Dr. Ben Carson, a conservative neurosurgeon who is considering a run for president, faced his first real media vetting Wednesday. It was a live on-air interview with Wolf Blitzer, and it lasted 28 minutes.

Blitzer said he's known Carson for "a long time," as they both attended Johns Hopkins University, and said he admires Carson's work. But that didn't stop Blitzer from pressing him on some of the un-P.C. comments Carson has made.

Asked if he would run for president, a day after a CNN poll found that Carson is in second place among the GOP field, Carson said he would decide by May 1.

"I'm not sure that anybody wants to put themselves into that kind of stressful situation," he said. "Whether I want to do it or not, I do feel an obligation to at least very seriously consider the possibility."
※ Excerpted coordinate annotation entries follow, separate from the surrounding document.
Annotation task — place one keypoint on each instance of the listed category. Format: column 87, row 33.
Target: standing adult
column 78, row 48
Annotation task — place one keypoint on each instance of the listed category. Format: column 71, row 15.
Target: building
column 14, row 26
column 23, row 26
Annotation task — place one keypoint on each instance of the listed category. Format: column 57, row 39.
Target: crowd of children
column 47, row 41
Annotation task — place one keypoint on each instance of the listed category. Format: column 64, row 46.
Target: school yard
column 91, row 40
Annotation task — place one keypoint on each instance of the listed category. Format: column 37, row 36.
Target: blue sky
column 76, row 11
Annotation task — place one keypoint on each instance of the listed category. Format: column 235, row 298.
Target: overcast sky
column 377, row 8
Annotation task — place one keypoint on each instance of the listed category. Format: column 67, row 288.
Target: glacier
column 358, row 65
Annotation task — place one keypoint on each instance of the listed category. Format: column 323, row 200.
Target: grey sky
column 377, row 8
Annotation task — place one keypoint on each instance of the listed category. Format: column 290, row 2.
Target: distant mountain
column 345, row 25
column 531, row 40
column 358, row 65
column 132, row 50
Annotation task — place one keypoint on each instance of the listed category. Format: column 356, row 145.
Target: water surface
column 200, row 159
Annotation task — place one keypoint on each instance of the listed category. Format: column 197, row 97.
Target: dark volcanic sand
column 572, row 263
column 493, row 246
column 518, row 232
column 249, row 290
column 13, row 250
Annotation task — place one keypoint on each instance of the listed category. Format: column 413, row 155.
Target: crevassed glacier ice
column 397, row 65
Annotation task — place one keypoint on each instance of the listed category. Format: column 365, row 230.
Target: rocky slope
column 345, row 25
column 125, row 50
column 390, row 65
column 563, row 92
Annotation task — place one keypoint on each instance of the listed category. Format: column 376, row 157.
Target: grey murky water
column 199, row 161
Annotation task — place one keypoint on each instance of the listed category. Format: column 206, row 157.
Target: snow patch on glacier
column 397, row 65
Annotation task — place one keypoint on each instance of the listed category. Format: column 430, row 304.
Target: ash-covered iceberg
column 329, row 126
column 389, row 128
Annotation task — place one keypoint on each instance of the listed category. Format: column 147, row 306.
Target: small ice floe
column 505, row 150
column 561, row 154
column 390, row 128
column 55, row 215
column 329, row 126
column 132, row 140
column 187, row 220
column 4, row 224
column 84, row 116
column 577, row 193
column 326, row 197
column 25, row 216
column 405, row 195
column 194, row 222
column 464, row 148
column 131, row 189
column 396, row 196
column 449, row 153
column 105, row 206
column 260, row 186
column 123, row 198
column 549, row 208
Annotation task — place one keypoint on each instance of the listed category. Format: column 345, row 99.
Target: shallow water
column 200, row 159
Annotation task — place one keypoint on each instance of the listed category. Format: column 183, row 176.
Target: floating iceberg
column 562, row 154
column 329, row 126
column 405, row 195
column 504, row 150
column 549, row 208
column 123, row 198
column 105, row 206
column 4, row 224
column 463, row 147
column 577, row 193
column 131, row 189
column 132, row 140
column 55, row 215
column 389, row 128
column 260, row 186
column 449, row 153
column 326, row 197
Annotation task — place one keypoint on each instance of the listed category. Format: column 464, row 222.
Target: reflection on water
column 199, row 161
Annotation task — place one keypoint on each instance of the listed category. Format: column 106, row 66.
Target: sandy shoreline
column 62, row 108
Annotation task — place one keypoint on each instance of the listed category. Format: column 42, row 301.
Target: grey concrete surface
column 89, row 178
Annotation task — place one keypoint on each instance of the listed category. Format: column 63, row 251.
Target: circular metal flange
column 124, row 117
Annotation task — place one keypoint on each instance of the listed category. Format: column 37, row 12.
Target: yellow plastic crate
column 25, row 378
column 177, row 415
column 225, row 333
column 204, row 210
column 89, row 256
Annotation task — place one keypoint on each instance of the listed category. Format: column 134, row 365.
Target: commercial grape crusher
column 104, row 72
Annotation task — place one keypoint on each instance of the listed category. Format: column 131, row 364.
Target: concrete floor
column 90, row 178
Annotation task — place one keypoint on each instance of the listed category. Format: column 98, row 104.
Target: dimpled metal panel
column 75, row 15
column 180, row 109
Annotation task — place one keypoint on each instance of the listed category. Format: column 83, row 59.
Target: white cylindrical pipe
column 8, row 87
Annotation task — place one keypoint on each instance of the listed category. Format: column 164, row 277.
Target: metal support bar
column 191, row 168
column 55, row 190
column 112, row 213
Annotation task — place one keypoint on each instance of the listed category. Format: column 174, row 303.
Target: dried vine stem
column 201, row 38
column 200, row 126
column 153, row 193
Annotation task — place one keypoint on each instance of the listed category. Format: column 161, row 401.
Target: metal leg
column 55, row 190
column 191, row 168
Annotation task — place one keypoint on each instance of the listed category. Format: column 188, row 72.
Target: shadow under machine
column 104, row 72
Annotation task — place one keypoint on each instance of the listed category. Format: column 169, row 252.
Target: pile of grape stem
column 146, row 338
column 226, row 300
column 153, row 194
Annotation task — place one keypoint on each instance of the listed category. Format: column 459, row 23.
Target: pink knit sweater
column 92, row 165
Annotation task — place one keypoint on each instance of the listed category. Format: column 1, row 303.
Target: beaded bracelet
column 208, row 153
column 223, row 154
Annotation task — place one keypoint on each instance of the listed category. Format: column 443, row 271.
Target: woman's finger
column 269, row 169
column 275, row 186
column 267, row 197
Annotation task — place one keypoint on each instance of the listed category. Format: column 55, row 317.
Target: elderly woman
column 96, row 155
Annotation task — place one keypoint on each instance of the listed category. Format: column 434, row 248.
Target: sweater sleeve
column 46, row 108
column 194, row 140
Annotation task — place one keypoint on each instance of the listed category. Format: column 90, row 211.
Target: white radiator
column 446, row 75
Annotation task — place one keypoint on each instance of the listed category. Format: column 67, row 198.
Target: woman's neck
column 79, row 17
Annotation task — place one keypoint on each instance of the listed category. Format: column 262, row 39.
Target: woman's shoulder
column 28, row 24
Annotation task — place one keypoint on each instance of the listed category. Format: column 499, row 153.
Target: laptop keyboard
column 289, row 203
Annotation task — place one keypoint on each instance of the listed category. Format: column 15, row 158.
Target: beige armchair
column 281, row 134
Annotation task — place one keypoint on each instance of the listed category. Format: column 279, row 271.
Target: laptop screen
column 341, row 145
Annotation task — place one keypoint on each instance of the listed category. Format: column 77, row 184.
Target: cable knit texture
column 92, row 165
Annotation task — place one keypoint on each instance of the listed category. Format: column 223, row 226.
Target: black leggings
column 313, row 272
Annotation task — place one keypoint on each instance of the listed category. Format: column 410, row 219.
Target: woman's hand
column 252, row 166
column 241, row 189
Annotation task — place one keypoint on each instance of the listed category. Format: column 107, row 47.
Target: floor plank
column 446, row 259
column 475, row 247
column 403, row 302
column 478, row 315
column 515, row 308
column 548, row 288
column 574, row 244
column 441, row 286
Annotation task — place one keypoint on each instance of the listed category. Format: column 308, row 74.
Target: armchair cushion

On comparing the U.S. to "Nazi Germany":

"Well, Nazi Germany experienced something horrible. The people in Nazi Germany largely did not believe in what Hitler was doing. But did they say anything? Of course not. They kept their mouths shut. And there are very important lessons to be learned there. The fact that our government is using instruments of government like the IRS to punish its opponents, this is not the kind of thing that, as far as I'm concerned, is a Democrat or a Republican issue. This is an American issue. This is something that threatens all of our liberty, all of our freedom. And you can go out on the street and just talk to people. And you will see that a lot of people do not feel free to express themselves. And, in fact, this is America, a place where people came to from other parts of the world to escape from governments that told them what they could say and what they couldn't say, where they could live—all these kinds of things. This is a country that is supposed to be for, of, and by the people. The government is supposed to conform to the will of the people, not the people to the will of the government. We have to change that, and change it very soon."

He continued:

"When I was a child and when you were a child, they used to say, 'Sticks and stones break my bones, words will never hurt me.' Whatever happened to that? We need to get to the point where we can look beyond the word and look for the meaning and understand that, in fact, our country is changing, that, in fact, there are people here who feel threatened. Yes, there are people who are intimidated by what's going on. This has never been the intention for America. And unless we're willing to face it, we're not going to conquer it."

Asked whether he would take back his original Nazi Germany comment from this March, he said, "Absolutely not."

On calling the Affordable Care Act "the worst thing that has happened in this nation since slavery":

"Slavery was a horrible thing and affected many people in horrible ways, some of those effects still present today. So, no, it is not the same as slavery. However, what needs to be understood here is that the way this country was set up, the people—we the people—were set up at the pinnacle of power in this nation. The government is supposed to conform to our will. By taking the most important thing you have—your health and your health care—and turning that over to the government, you fundamentally shift the power, a huge chunk of it, from the people to the government."

On immigration reform:

"First of all, we have to recognize that we do have laws and we must uphold these laws. And we also have a mechanism for taking care of immigration reform. It is well-stated in our Constitution and we should use those constitutional avenues to take care of this. There is nothing in our Constitution that warrants an executive order for something of this magnitude and something that affects so many Americans. This is a republic type of government. We have a representative government. It should be done according to the will of the people, not according to the will of someone who thinks that they know better than all the people."

What does he think of President Obama?

"I think that he is a man who some people say is stupid, is inexperienced, doesn't know what he's doing. I very much disagree with those people. I think he knows exactly what he's doing. And I think he has an agenda that is very different from that of many Americans, and he's doing a very good job of accomplishing it."

Overall, there were no EXCLU SCOOPS from the Carson interview, but it will certainly be interesting to watch Carson respond to these sorts of questions over and over again during the next several months. For now, Carson may be able to enjoy relatively great poll numbers, but his propensity to measure news events against the worst atrocities in world history will surely continue to haunt him in interviews.

According to Carson, though, he'd really prefer to stick to talking about policy, not ideology.

"Doctors actually have brains, too, and actually can think about things and opine on things, and have been trained to make decisions based on evidence, as opposed to ideology," he said Wednesday.

Just what his policy platform as a presidential candidate would be, however, is unclear.